3.2. Ciò posto, è indubbio che, in base al chiaro dato normativo, “non è ammessa in detrazione l’imposta relativa all’acquisto di fabbricati, o di porzione di fabbricato, a destinazione abitativa nè quella relativa alla locazione o alla manutenzione, recupero o gestione degli stessi, salvo che per le imprese che hanno per oggetto esclusivo o principale dell’attività esercitata la costruzione dei predetti fabbricati o delle predette porzioni”, talchè va esclusa qualunque rilevanza dell’utilizzo di fatto dell’immobile.
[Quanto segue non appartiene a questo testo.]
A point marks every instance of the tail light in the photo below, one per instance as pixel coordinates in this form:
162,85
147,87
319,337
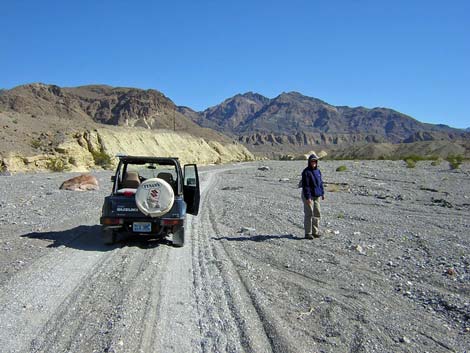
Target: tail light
111,221
171,222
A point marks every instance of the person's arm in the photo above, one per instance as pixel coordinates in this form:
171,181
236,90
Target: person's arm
321,186
306,186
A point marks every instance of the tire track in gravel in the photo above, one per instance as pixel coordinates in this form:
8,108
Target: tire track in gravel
86,319
227,318
30,297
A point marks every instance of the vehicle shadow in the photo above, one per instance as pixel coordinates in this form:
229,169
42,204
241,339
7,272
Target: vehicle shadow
89,238
259,238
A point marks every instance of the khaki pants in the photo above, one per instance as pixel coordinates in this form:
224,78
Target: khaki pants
311,215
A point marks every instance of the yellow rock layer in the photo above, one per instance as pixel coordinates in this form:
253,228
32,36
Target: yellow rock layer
80,152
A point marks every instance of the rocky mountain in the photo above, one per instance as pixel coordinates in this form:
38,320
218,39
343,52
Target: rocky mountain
46,126
99,103
292,118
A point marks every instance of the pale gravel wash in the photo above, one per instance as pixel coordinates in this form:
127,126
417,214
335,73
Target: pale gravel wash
391,272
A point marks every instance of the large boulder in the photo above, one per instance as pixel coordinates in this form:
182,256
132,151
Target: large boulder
81,183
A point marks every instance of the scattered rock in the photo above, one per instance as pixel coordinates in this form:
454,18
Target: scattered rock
81,183
248,230
405,339
359,249
442,203
451,271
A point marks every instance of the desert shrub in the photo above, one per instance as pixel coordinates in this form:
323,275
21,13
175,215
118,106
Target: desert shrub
454,161
57,165
332,187
410,163
102,159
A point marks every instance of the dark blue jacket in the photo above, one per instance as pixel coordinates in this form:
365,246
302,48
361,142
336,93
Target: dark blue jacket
312,183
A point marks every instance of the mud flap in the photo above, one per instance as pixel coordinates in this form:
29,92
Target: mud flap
178,238
109,236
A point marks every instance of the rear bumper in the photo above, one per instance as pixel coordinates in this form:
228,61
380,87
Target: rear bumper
158,225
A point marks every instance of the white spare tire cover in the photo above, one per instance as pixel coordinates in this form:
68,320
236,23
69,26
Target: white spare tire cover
154,197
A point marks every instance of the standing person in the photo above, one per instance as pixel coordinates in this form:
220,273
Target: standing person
312,190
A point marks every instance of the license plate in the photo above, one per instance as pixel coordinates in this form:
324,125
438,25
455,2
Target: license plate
142,227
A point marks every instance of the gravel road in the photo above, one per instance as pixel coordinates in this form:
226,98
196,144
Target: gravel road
390,274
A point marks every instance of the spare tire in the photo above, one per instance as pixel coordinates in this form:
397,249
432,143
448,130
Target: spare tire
154,197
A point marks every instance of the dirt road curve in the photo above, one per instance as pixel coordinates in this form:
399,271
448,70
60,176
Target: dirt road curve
378,281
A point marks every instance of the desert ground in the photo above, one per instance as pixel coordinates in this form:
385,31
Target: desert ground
390,273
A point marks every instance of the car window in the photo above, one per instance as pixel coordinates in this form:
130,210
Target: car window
151,170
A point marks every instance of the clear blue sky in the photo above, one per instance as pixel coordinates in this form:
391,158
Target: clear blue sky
412,56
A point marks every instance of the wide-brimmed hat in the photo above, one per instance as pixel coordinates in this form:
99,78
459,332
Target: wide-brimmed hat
313,157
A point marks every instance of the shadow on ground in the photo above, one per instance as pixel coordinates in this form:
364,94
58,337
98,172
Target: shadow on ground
89,238
259,238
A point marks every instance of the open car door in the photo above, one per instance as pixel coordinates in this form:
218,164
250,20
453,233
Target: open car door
191,189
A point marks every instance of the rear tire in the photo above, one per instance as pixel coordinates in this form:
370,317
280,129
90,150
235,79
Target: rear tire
178,238
109,236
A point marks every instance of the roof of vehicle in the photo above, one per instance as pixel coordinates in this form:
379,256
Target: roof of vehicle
145,159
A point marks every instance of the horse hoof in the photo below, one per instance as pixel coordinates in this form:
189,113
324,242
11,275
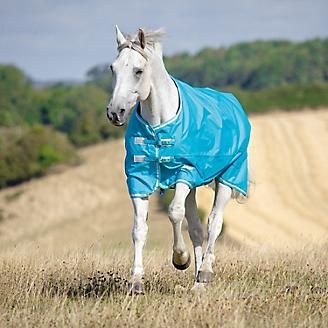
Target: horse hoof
136,288
181,260
198,288
205,277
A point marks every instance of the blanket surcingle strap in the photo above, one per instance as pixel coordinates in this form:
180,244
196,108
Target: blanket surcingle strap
207,139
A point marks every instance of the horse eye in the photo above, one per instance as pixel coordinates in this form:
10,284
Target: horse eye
139,72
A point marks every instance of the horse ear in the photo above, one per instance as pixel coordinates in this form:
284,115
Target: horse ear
119,37
141,37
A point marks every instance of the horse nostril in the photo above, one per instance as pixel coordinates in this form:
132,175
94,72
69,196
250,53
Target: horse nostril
115,117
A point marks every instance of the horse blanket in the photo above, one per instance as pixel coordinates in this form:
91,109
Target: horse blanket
207,139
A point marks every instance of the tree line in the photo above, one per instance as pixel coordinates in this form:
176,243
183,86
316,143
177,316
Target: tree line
40,127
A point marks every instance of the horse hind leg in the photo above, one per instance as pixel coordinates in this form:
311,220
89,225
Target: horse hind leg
181,257
215,221
195,229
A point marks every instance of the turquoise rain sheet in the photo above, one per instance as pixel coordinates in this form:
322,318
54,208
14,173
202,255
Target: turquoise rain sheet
206,140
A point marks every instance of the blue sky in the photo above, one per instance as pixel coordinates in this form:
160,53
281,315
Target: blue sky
53,40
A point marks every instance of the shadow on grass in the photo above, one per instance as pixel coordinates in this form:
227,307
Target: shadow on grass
102,285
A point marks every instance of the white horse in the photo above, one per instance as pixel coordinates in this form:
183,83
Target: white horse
139,76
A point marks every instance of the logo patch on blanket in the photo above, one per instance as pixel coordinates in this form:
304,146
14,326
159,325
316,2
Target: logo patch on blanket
206,140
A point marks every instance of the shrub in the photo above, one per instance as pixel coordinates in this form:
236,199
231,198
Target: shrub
27,153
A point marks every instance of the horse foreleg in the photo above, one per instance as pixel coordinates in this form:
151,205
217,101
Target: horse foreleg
215,221
195,229
181,256
139,235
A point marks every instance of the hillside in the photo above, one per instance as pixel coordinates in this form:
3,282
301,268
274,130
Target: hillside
88,206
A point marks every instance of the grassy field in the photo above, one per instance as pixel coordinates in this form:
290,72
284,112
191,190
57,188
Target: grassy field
65,243
85,289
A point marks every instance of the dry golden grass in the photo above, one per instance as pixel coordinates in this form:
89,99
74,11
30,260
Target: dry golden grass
86,289
65,245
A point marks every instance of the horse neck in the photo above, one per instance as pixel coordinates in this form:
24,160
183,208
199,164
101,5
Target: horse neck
163,100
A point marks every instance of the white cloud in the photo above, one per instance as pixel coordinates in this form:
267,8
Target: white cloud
62,39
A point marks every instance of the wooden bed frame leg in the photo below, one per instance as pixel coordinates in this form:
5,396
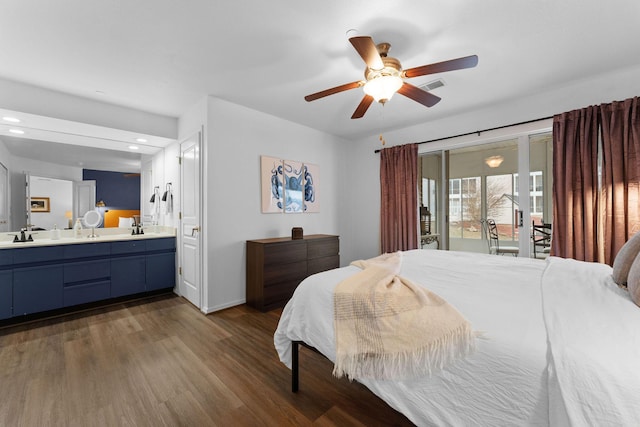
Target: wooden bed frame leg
295,345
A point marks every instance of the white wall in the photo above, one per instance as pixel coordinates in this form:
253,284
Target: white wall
236,137
49,103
3. Il ricorso va pertanto dichiarato inammissibile. Le spese seguono la soccombenza e si liquidano come da dispositivo. Sussistono i presupposti per il versamento da parte della società ricorrente dell’ulteriore importo a titolo di contributo unificato.

PQM

La corte dichiara il ricorso inammissibile e condanna il ricorrente al rimborso delle spese di giudizio in favore dell’Agenzia delle Entrate che liquida in Euro 3.000,00, oltre spese prenotate a debito.

Ai sensi del D.P.R. n. 115 del 2002, art. 13, comma 1 quater, dà atto della sussistenza dei presupposti processuali per il versamento da parte del ricorrente dell’ulteriore importo a titolo di contributo unificato pari a quello dovuto per il ricorso, a norma dello stesso art. 13, comma 1-bis, se dovuto.

Così deciso in Roma, nella Camera di Consiglio, il 23 ottobre 2019.